Tom Maley

Personal information
- Full name: Thomas Edward Maley
- Date of birth: November 8, 1864
- Place of birth: Portsmouth, England
- Date of death: August 24, 1935 (aged 70)
- Place of death: Glasgow, Scotland

= Tom Maley =

Scottish footballer and manager

Thomas Edward Maley (8 November 1864 – 24 August 1935) was a Scottish football player and manager.

Born in Portsmouth to a soldier from County Clare, Maley spent his entire playing career in Scotland, with Partick Thistle, Dundee Harp, Hibernian, Third Lanark and Celtic (playing on the losing side in the 1889 Scottish Cup Final). An amateur during his playing days, he worked as a school teacher and later governor. He left this role in 1902 to become manager of Manchester City, helping them to their first major honour, the 1903–04 FA Cup. He was involved in the 1905 English football bribery scandal which resulted in him being banned from football. After leaving City in 1906 he became manager of Bradford Park Avenue then later assisted Southport.

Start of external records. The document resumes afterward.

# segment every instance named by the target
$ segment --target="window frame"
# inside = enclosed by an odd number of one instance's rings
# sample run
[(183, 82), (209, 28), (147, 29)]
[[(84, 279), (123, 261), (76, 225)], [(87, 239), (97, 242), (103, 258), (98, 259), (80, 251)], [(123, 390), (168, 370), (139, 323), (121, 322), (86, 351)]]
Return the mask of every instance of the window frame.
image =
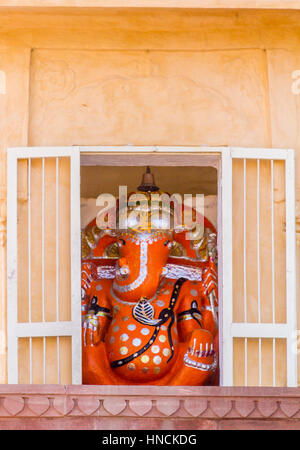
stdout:
[[(80, 158), (84, 158), (85, 156), (95, 156), (99, 155), (99, 158), (104, 158), (104, 156), (117, 157), (117, 155), (123, 155), (134, 159), (137, 155), (145, 156), (145, 161), (143, 165), (149, 164), (149, 158), (147, 159), (147, 155), (160, 155), (167, 156), (169, 161), (174, 157), (178, 159), (180, 155), (181, 158), (188, 157), (188, 155), (195, 155), (200, 157), (200, 159), (211, 158), (212, 156), (216, 158), (218, 163), (218, 254), (220, 264), (218, 265), (218, 276), (219, 276), (219, 293), (220, 293), (220, 304), (219, 308), (219, 323), (220, 323), (220, 386), (233, 386), (233, 338), (234, 337), (244, 337), (245, 332), (241, 330), (238, 326), (241, 324), (233, 324), (233, 302), (232, 302), (232, 160), (233, 158), (251, 158), (251, 159), (280, 159), (285, 160), (286, 162), (286, 219), (287, 219), (287, 239), (286, 239), (286, 274), (287, 274), (287, 325), (285, 330), (282, 331), (282, 336), (287, 339), (287, 346), (293, 344), (292, 339), (295, 338), (291, 333), (288, 333), (287, 328), (292, 326), (293, 330), (296, 330), (296, 260), (295, 260), (295, 176), (294, 176), (294, 151), (287, 149), (272, 149), (272, 148), (238, 148), (238, 147), (195, 147), (195, 146), (76, 146), (76, 147), (19, 147), (19, 148), (10, 148), (8, 149), (8, 176), (10, 177), (12, 160), (16, 157), (29, 157), (29, 154), (38, 154), (38, 152), (46, 152), (47, 155), (53, 155), (58, 153), (60, 150), (65, 149), (68, 155), (73, 155), (76, 153), (76, 170), (77, 175), (74, 177), (78, 179), (78, 171), (80, 171)], [(15, 152), (15, 153), (14, 153)], [(19, 155), (19, 156), (17, 156)], [(56, 155), (57, 156), (57, 155)], [(64, 155), (61, 155), (64, 156)], [(176, 158), (177, 156), (177, 158)], [(41, 157), (41, 156), (39, 156)], [(181, 159), (180, 158), (180, 159)], [(16, 161), (16, 159), (15, 159)], [(101, 165), (101, 163), (99, 163)], [(135, 165), (135, 164), (126, 164), (126, 165)], [(142, 164), (141, 164), (142, 165)], [(170, 166), (172, 164), (161, 164)], [(179, 165), (173, 164), (173, 165)], [(190, 161), (188, 164), (190, 165)], [(205, 165), (199, 164), (199, 166)], [(206, 164), (208, 165), (208, 164)], [(16, 170), (16, 166), (15, 169)], [(72, 172), (73, 173), (73, 172)], [(74, 172), (75, 173), (75, 172)], [(16, 175), (15, 175), (16, 177)], [(73, 182), (73, 187), (76, 191), (78, 187), (80, 187), (80, 172), (79, 172), (79, 183), (76, 182), (75, 178)], [(10, 178), (8, 178), (10, 179)], [(10, 208), (8, 211), (8, 223), (10, 226), (8, 227), (8, 246), (11, 246), (12, 240), (16, 236), (16, 224), (12, 224), (12, 219), (16, 217), (17, 213), (17, 202), (16, 198), (14, 198), (14, 192), (16, 189), (16, 179), (11, 183), (8, 183), (8, 203), (10, 204)], [(71, 192), (73, 192), (71, 190)], [(78, 191), (77, 191), (78, 196)], [(80, 194), (79, 194), (80, 198)], [(73, 207), (74, 217), (76, 217), (75, 222), (78, 222), (78, 217), (80, 218), (80, 201), (76, 206), (72, 205), (71, 199), (71, 207)], [(73, 217), (73, 216), (72, 216)], [(75, 267), (75, 272), (77, 273), (74, 278), (74, 286), (72, 281), (72, 305), (77, 305), (79, 302), (80, 296), (80, 288), (78, 292), (75, 291), (75, 286), (78, 287), (79, 277), (78, 277), (78, 266), (81, 263), (80, 260), (80, 219), (79, 225), (77, 223), (73, 223), (71, 221), (71, 226), (73, 227), (74, 233), (72, 240), (72, 264)], [(13, 225), (11, 227), (11, 225)], [(75, 230), (76, 229), (76, 230)], [(226, 238), (225, 238), (226, 237)], [(16, 263), (16, 259), (14, 255), (11, 255), (8, 252), (8, 291), (13, 292), (16, 295), (16, 274), (13, 271), (14, 264)], [(73, 274), (73, 268), (72, 268)], [(73, 274), (74, 275), (74, 274)], [(8, 320), (10, 317), (14, 317), (15, 313), (12, 313), (12, 306), (8, 308)], [(245, 324), (244, 324), (245, 325)], [(248, 325), (248, 324), (246, 324)], [(76, 327), (78, 328), (79, 324), (76, 322)], [(249, 328), (249, 327), (248, 327)], [(253, 328), (253, 327), (252, 327)], [(282, 328), (282, 327), (281, 327)], [(8, 342), (11, 340), (11, 335), (13, 330), (11, 327), (8, 327)], [(255, 332), (253, 330), (246, 330), (249, 337), (255, 336)], [(80, 331), (78, 330), (78, 335), (81, 339), (81, 325)], [(266, 337), (272, 335), (272, 332), (266, 330)], [(264, 336), (260, 336), (264, 337)], [(78, 341), (78, 339), (77, 339)], [(10, 345), (10, 344), (9, 344)], [(81, 348), (81, 345), (80, 345)], [(80, 362), (81, 362), (81, 352), (78, 352), (78, 347), (76, 348), (77, 353), (77, 364), (78, 367), (78, 354), (80, 353)], [(72, 350), (73, 357), (75, 357), (75, 349)], [(9, 351), (8, 351), (9, 355)], [(226, 357), (225, 357), (226, 356)], [(8, 356), (9, 359), (9, 356)], [(297, 357), (287, 358), (287, 386), (297, 386)], [(9, 367), (12, 367), (9, 364)], [(81, 383), (81, 370), (80, 374), (75, 374), (73, 378), (73, 383), (80, 384)]]

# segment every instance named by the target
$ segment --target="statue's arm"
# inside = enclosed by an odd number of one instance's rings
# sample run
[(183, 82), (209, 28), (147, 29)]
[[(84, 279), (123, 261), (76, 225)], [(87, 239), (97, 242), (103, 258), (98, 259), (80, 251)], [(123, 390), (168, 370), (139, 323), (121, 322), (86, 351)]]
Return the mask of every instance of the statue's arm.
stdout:
[[(90, 275), (90, 274), (89, 274)], [(103, 341), (112, 319), (111, 306), (105, 293), (105, 282), (90, 275), (82, 285), (83, 346), (94, 346)]]
[(201, 313), (202, 286), (187, 282), (177, 309), (178, 334), (180, 341), (189, 340), (193, 330), (203, 328)]
[(217, 268), (212, 258), (203, 271), (202, 277), (202, 305), (203, 327), (215, 336), (218, 330), (218, 278)]
[(214, 293), (203, 296), (201, 314), (203, 328), (215, 336), (218, 330), (218, 303)]
[(218, 291), (216, 279), (206, 270), (206, 282), (188, 282), (177, 311), (179, 338), (189, 339), (193, 330), (202, 328), (213, 336), (218, 330)]

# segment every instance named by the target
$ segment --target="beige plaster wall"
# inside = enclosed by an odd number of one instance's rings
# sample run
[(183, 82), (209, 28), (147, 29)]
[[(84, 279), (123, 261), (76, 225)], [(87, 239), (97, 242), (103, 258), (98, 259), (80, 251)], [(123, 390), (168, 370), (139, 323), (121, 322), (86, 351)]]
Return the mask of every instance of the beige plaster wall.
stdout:
[(299, 43), (297, 11), (1, 15), (0, 71), (6, 77), (0, 93), (1, 382), (6, 381), (6, 148), (295, 148), (299, 237), (300, 94), (292, 92)]

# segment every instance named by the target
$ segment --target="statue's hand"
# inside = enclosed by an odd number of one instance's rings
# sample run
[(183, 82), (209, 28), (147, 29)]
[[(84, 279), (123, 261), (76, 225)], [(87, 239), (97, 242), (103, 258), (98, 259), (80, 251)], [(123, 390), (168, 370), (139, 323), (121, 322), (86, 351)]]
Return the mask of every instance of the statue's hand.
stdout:
[(214, 265), (210, 266), (203, 272), (203, 285), (205, 288), (206, 295), (210, 295), (211, 292), (218, 292), (218, 275)]
[(100, 326), (95, 314), (86, 314), (82, 317), (82, 332), (84, 347), (93, 347), (100, 341)]
[(204, 372), (216, 369), (216, 352), (213, 336), (209, 331), (203, 329), (193, 331), (183, 361), (186, 366)]

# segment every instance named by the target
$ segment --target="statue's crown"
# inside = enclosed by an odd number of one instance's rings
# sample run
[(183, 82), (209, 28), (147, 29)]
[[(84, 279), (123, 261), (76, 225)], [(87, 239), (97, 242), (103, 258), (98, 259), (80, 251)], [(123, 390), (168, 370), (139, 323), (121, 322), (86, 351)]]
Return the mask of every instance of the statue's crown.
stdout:
[(155, 184), (150, 167), (147, 166), (142, 182), (120, 205), (118, 228), (123, 232), (151, 232), (173, 230), (174, 207), (167, 193)]

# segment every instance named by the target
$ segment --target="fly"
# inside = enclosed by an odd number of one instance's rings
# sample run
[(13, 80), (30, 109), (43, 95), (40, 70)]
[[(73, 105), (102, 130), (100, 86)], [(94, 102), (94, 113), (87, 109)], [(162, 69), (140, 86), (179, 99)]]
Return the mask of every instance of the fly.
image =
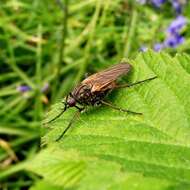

Two of Maley's brothers also found fame in the footballing world. Alex Maley was a manager with Clyde, Clydebank, Hibernian and Crystal Palace while Willie Maley was a Scottish international and later manager of Celtic between 1897 and 1940. It was on a visit to the family home in Cathcart in December 1887 to invite Tom Maley to join Celtic that Brother Walfrid and the rest of the Celtic deputation first met Willie Maley (Tom was out courting his wife-to-be), and their invitation to Willie to also come along was important in Celtic's history.

Maley died in 1935 and was buried at Kentigern RC cemetery in Glasgow.